Monday, January 20, 2025

Magic Number

After the internet, and more specifically the World Wide Web, has changed our knowledge, artificial intelligence is going to transform everything. It's not a stretch to say that artificial intelligence is a game-changer. And it seems inevitable that doctors are being affected, if not under threat. 

A randomised clinical trial, published in JAMA Network Open, found that the use of a large language model did not significantly enhance doctors' diagnostic reasoning beyond that of conventional point-of-care decision support resources such as UpToDate. Surprisingly, though, the large language model alone performed better than the physicians.

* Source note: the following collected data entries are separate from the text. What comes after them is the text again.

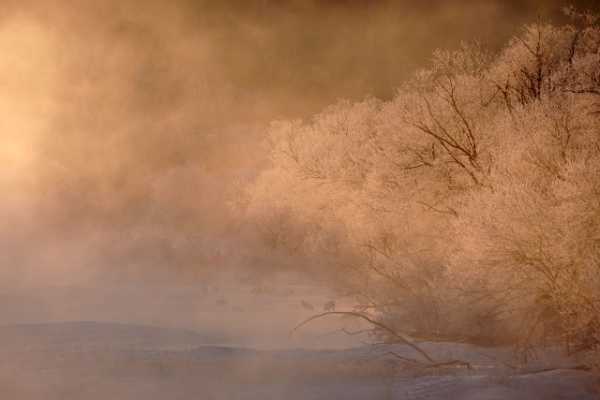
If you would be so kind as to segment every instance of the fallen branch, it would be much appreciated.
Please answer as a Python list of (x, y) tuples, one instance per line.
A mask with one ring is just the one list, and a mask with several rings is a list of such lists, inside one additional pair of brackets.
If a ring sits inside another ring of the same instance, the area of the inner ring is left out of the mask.
[(367, 361), (365, 361), (365, 362), (373, 361), (373, 360), (376, 360), (376, 359), (378, 359), (378, 358), (385, 357), (385, 356), (394, 356), (394, 357), (396, 357), (396, 358), (398, 358), (398, 359), (400, 359), (400, 360), (402, 360), (402, 361), (409, 361), (409, 362), (411, 362), (411, 363), (416, 363), (416, 364), (418, 364), (418, 363), (419, 363), (419, 362), (418, 362), (417, 360), (415, 360), (414, 358), (402, 357), (401, 355), (399, 355), (399, 354), (397, 354), (397, 353), (394, 353), (393, 351), (388, 351), (388, 352), (387, 352), (387, 353), (385, 353), (385, 354), (381, 354), (381, 355), (375, 356), (375, 357), (373, 357), (373, 358), (369, 358), (369, 359), (368, 359)]
[(416, 352), (420, 353), (430, 363), (434, 362), (433, 358), (431, 358), (429, 356), (429, 354), (427, 354), (425, 351), (423, 351), (419, 346), (416, 346), (415, 344), (409, 342), (408, 340), (406, 340), (402, 336), (398, 335), (393, 329), (391, 329), (388, 326), (382, 324), (381, 322), (377, 322), (377, 321), (369, 318), (368, 316), (366, 316), (364, 314), (359, 314), (359, 313), (355, 313), (355, 312), (352, 312), (352, 311), (329, 311), (329, 312), (326, 312), (326, 313), (322, 313), (322, 314), (318, 314), (318, 315), (313, 315), (312, 317), (308, 318), (304, 322), (301, 322), (294, 329), (292, 329), (290, 331), (290, 334), (288, 335), (288, 338), (292, 337), (292, 333), (294, 333), (296, 330), (298, 330), (298, 328), (300, 328), (301, 326), (303, 326), (307, 322), (312, 321), (313, 319), (316, 319), (316, 318), (324, 317), (325, 315), (334, 315), (334, 314), (338, 314), (338, 315), (351, 315), (353, 317), (362, 318), (365, 321), (367, 321), (367, 322), (369, 322), (369, 323), (371, 323), (371, 324), (373, 324), (373, 325), (375, 325), (375, 326), (377, 326), (377, 327), (385, 330), (386, 332), (388, 332), (390, 335), (392, 335), (394, 338), (396, 338), (399, 343), (405, 344), (408, 347), (410, 347), (411, 349), (413, 349)]
[(593, 371), (594, 368), (591, 365), (577, 364), (577, 365), (563, 365), (557, 367), (544, 367), (544, 366), (527, 366), (519, 368), (519, 372), (523, 374), (539, 374), (542, 372), (557, 371), (561, 369), (571, 369), (574, 371)]
[(333, 332), (325, 333), (323, 335), (315, 336), (315, 337), (311, 338), (311, 340), (320, 339), (320, 338), (324, 338), (324, 337), (327, 337), (327, 336), (335, 335), (335, 334), (340, 333), (340, 332), (343, 332), (343, 333), (345, 333), (346, 335), (349, 335), (349, 336), (353, 336), (353, 335), (360, 335), (361, 333), (365, 333), (365, 332), (373, 332), (373, 329), (360, 329), (358, 331), (354, 331), (353, 332), (353, 331), (349, 331), (344, 326), (344, 327), (338, 329), (337, 331), (333, 331)]

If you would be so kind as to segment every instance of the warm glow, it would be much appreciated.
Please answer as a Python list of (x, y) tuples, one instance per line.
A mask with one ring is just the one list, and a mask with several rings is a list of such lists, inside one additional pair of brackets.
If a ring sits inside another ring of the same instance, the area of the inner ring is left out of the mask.
[(56, 41), (31, 21), (0, 26), (0, 163), (24, 166), (35, 141), (47, 132), (55, 110)]
[(0, 0), (0, 400), (596, 398), (565, 1)]

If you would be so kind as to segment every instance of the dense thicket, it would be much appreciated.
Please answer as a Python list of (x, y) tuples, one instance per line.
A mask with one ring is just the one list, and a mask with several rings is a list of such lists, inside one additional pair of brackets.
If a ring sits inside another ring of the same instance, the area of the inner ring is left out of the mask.
[(598, 346), (600, 29), (568, 14), (438, 51), (391, 101), (274, 122), (236, 212), (398, 333)]

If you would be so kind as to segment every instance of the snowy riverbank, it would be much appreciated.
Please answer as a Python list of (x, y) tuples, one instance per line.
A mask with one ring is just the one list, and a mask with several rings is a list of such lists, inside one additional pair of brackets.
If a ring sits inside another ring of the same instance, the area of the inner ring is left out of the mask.
[[(317, 304), (327, 297), (319, 288), (286, 286), (284, 295), (282, 286), (265, 295), (250, 286), (214, 287), (205, 293), (82, 286), (5, 295), (1, 312), (10, 323), (0, 327), (0, 394), (15, 400), (597, 398), (597, 376), (569, 369), (578, 360), (561, 349), (520, 368), (511, 349), (421, 343), (436, 361), (471, 366), (426, 368), (392, 355), (419, 359), (407, 346), (365, 346), (364, 336), (327, 334), (351, 329), (351, 320), (322, 318), (288, 339), (295, 325), (322, 311)], [(218, 306), (220, 299), (226, 304)], [(315, 310), (302, 308), (301, 299)]]

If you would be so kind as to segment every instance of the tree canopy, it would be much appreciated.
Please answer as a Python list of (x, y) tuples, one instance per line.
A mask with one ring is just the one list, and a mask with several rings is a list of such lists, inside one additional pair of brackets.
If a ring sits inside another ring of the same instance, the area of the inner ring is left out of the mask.
[(598, 347), (600, 29), (566, 13), (437, 51), (392, 100), (273, 122), (235, 212), (395, 332)]

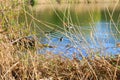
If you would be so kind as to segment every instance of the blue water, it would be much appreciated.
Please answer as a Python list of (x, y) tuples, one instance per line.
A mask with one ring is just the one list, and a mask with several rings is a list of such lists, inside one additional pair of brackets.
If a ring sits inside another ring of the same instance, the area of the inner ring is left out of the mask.
[[(90, 26), (88, 27), (90, 28)], [(82, 31), (82, 28), (80, 30)], [(120, 48), (116, 46), (120, 41), (119, 33), (116, 31), (115, 25), (108, 22), (98, 22), (89, 31), (89, 34), (83, 36), (84, 38), (79, 32), (77, 34), (69, 34), (68, 32), (67, 36), (64, 35), (65, 32), (62, 34), (57, 31), (48, 34), (47, 38), (41, 39), (41, 43), (56, 47), (44, 48), (40, 52), (52, 52), (68, 58), (77, 57), (79, 59), (82, 58), (81, 55), (87, 57), (94, 54), (102, 56), (120, 54)], [(60, 41), (61, 37), (62, 41)]]

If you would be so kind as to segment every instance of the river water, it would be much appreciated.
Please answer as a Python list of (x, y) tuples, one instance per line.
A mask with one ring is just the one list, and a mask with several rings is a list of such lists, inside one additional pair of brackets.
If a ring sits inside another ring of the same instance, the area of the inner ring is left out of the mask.
[(117, 55), (120, 48), (120, 7), (115, 3), (49, 4), (32, 8), (39, 20), (34, 26), (42, 44), (52, 52), (72, 58)]

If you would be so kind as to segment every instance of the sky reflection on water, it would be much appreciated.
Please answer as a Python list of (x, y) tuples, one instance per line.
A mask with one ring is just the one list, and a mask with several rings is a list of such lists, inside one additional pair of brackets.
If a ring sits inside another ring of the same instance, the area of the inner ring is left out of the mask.
[[(113, 28), (112, 32), (111, 27)], [(56, 36), (57, 34), (59, 34), (59, 36)], [(49, 39), (42, 38), (41, 43), (56, 46), (56, 48), (44, 48), (43, 51), (52, 52), (54, 54), (61, 53), (61, 55), (69, 58), (72, 58), (73, 54), (76, 54), (76, 57), (81, 58), (80, 54), (88, 56), (90, 53), (100, 53), (100, 55), (106, 56), (117, 55), (120, 53), (120, 48), (116, 46), (119, 41), (119, 39), (117, 39), (117, 32), (111, 23), (96, 23), (94, 25), (94, 30), (90, 32), (90, 35), (84, 36), (88, 44), (84, 41), (78, 41), (80, 39), (75, 38), (81, 38), (80, 35), (78, 35), (79, 33), (73, 34), (73, 37), (70, 36), (71, 38), (74, 38), (73, 42), (67, 36), (59, 32), (49, 34)], [(60, 41), (61, 37), (63, 37), (62, 41)]]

Wait, does it mean a chatbot can be the solution? Even if that were a good idea, we should be mindful of the pitfalls. We shouldn't just copy and paste what patients say to a chatbot. That brings me to the story of Nicky in Blue Sisters, a beautiful novel written by Coco Mellors. Nicky suffered from endometriosis, a painful condition in which the cells in her uterus are growing in the wrong places. Sadly, Nicky died of fentanyl overdose. Can you imagine how many times Nicky had been asked to rate her pelvic pain on a scale of one to ten? 

It was a riddle: Choose too low and she might not get the painkillers she needed, choose too high and she'd be dismissed as hysterical. A chatbot can never imagine that Nicky had to do tricks with the number. She tried six, seven, eight, nine ... She never dared consider herself a ten. 

That riddle can never be solved by a chatbot, not even by a doctor without empathy.